It is now clear that companies using people data and analytics, as well as vendors that provide these services, need robust policies, security, transparency, and open communication to address the associated risks. These elements should work together to create a secure organizational context for the use of people data—one that reduces the likelihood of leakage, error, and abuse.
One important aspect of managing the risk of people data analytics is to know all of the places where personal data resides. Mapping the flow of personal data to and from systems, especially when those systems are connected to analytics engines, is essential for creating transparency and installing proper protections. The use of discovery, mapping, and classification tools can help organizations classify both structured and unstructured data.

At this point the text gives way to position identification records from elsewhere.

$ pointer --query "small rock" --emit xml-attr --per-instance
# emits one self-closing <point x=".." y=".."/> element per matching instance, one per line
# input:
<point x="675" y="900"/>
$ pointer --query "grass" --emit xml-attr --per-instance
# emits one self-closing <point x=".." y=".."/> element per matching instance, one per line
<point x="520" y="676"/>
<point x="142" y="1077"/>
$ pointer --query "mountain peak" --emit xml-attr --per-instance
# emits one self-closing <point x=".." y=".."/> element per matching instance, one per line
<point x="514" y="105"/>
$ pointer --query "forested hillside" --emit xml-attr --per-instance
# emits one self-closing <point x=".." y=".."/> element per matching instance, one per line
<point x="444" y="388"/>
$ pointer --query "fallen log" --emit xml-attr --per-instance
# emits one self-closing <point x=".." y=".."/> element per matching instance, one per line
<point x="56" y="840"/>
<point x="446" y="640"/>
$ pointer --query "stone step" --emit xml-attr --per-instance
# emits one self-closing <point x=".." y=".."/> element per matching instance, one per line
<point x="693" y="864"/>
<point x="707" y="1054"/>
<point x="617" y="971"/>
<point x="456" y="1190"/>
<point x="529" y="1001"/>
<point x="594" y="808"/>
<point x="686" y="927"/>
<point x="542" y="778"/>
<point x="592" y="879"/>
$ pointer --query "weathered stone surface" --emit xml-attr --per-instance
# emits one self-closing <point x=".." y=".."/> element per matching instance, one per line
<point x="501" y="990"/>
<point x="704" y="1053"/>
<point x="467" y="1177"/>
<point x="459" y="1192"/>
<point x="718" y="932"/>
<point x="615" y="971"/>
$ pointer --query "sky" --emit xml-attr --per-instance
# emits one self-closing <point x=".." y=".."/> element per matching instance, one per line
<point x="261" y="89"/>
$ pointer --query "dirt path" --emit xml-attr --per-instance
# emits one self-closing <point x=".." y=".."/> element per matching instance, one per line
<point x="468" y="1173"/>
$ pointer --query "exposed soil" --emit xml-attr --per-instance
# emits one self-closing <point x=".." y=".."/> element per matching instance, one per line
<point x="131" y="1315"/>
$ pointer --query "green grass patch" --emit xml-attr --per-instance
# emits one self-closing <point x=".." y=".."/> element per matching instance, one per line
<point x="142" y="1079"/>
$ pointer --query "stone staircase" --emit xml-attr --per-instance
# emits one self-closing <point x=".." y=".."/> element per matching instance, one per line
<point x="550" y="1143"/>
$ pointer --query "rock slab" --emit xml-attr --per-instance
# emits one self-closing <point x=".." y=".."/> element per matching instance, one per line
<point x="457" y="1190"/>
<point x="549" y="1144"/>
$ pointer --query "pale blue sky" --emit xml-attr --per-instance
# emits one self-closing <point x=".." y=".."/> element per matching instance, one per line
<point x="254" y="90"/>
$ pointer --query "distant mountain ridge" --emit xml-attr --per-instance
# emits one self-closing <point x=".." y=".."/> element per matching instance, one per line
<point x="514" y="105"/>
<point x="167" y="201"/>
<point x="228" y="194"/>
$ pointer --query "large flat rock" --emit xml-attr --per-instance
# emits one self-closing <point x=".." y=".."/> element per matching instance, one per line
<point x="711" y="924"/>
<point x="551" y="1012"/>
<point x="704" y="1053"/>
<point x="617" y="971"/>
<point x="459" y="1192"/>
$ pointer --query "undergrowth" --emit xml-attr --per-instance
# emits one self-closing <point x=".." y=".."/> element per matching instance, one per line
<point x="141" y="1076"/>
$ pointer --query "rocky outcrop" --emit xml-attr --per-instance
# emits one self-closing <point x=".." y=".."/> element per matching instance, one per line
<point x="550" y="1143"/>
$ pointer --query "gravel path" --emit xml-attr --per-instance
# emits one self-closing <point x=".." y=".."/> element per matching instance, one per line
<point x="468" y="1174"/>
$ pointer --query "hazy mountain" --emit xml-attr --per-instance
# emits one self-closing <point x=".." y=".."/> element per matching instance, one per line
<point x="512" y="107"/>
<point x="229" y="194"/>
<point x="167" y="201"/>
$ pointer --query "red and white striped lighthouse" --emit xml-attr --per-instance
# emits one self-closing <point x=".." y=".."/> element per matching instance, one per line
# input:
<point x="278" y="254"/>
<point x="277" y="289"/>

The IT, HR, and legal departments at leading organizations collaborating to make recommendations about data risks and organizational responses. These companies have clear policies and communications that explain to employees what data is being collected and how it is being used. This helps to engage employees as informed stakeholders who understand and support the benefits of people analytics for their work and their careers.
Organizations need to understand the trade-offs involved in the accelerating collection and use of employee and workforce data. Most have good intentions in collecting and using this data, but these troves of data also raise significant risks. Companies must be vigilant about data quality, data security, and the accuracy of machine-driven decisions. While this is a relatively new challenge for HR, it is rapidly, and rightly, becoming a top priority.